The Face is the Window to the Soul

You know the old saying that the eyes are the window to the soul?

This belief has become so commonplace that we routinely teach this behavior to our ASD students, when it does nothing to encourage real communication.

Don’t believe it. It is the face that is the window to the soul!

People often talk about the importance of eye contact, but in RDI we believe that merely teaching someone to stare at other people’s eyes leads to a social dead-end. Our emphasis is to teach students the various payoffs they accrue from watching the eyes, faces and bodies of their social partners; also known as referencing.

What distinguishes referencing from eye contact is that referencing is all about looking at your social partners faces to gain important information about what they are feeling, perceiving or desiring. Eye contact is a behavioral action that we can teach in a rote way, and referencing is a type of thinking and decision-making. Referencing is a cognitive function.
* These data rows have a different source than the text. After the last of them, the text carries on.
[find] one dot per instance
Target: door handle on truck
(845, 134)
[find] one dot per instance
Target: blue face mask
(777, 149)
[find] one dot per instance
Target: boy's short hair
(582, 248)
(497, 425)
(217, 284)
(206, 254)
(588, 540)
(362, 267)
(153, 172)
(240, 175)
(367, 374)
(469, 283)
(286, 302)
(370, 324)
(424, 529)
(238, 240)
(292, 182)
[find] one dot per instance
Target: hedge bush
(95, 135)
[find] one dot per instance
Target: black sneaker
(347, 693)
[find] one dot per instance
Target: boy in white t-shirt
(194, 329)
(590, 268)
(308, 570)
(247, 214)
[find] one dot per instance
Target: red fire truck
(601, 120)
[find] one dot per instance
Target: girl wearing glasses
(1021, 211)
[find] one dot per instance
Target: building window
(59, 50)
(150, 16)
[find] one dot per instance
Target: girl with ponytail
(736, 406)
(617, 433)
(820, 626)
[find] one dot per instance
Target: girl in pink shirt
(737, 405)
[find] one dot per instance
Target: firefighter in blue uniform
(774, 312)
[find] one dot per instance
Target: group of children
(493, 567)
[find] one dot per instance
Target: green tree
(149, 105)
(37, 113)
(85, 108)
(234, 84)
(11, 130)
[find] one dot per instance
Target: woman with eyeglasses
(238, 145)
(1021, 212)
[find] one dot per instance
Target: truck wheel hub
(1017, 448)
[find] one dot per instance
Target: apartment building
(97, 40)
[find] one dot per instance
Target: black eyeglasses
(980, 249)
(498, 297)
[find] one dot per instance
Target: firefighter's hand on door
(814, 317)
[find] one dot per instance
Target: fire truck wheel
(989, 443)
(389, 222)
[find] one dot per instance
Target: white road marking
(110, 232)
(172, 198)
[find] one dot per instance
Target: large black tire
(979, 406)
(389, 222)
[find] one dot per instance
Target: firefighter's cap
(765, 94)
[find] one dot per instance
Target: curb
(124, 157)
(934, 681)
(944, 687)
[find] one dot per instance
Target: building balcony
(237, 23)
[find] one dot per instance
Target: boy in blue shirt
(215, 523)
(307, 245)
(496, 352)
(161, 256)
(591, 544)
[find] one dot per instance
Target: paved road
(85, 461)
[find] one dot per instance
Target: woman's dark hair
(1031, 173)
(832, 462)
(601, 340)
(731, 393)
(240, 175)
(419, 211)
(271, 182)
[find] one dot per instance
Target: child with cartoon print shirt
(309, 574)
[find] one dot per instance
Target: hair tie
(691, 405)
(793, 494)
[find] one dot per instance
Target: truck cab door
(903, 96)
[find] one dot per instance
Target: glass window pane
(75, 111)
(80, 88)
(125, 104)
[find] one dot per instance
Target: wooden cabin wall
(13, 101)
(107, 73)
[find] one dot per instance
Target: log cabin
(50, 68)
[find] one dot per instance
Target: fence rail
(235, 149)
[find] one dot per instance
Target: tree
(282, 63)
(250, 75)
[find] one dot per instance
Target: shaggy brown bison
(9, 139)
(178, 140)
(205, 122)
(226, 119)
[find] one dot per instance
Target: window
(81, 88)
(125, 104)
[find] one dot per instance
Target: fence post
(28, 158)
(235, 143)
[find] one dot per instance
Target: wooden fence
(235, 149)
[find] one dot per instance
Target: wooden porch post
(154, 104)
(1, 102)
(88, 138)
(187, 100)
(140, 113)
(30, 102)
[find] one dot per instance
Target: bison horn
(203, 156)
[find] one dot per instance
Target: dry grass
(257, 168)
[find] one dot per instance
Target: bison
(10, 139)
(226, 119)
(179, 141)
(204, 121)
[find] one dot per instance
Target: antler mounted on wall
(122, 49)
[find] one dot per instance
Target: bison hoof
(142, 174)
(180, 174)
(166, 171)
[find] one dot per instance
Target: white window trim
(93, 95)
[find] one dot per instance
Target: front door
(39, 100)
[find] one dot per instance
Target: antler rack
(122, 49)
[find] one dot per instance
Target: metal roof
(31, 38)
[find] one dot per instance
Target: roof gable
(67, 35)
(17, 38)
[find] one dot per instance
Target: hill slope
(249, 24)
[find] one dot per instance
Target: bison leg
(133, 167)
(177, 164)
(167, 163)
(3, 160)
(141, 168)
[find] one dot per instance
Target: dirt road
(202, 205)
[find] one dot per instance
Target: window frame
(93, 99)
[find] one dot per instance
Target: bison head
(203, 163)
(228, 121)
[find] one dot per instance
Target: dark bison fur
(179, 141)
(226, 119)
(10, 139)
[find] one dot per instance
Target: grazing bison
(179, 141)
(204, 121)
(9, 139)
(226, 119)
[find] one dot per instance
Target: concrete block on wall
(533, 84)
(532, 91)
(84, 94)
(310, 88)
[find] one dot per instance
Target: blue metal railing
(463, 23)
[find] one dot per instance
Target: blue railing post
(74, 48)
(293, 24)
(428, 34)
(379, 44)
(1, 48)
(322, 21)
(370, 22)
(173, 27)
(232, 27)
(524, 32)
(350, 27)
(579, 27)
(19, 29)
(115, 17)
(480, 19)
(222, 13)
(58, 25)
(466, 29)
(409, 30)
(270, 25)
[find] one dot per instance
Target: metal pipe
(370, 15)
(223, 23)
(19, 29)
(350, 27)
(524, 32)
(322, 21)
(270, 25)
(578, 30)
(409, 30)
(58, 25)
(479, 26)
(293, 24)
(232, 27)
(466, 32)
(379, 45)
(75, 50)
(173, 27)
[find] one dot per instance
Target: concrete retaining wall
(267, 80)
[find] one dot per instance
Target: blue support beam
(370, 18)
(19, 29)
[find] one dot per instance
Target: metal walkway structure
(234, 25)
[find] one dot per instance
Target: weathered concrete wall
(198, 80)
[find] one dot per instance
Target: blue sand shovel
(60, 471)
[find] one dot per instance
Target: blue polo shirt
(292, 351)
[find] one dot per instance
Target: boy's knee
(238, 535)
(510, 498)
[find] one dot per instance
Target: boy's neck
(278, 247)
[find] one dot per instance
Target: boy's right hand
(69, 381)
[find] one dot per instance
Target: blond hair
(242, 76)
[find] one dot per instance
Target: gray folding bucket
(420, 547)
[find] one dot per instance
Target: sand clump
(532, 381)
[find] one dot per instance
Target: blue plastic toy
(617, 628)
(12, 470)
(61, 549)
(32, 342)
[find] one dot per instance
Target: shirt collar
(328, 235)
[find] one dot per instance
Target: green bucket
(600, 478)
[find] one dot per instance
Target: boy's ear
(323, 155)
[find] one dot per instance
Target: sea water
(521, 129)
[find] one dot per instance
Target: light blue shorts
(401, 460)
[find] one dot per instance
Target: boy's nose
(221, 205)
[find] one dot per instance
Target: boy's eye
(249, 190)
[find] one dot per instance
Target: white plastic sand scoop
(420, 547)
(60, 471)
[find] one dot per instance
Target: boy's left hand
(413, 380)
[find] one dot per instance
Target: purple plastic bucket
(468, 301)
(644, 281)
Related: Tips for Dynamic Communication

When your student is challenged to have to think about what he wants to say, don’t be surprised if he looks away from you. This is what most of us do when we are in a mentally challenging situation and need to think. When we look at someone, our minds are taking in information so the last thing we would need is for someone to force us to change our gaze, because it makes it much harder to process our challenging situation. This is especially true for persons on the spectrum who may need to devote even more of their energy on their challenge.

To demand eye contact doesn’t help build true communication. Instead, try giving the gift of space and removing demands that can often frustrate and shut down our students.

2 Comments

  1. Diego Reza

    Thinking about a “True communication” or “alive communication” should drive us to understand that in social communication or in a social relationship “each action matters”… “each action matters”.

    thanks Dr. G!

  2. ellen

    isn’t it amazing that everyone doesn’t see that. almost as amazing as the notion that social skills groups are facilitating relationship skills.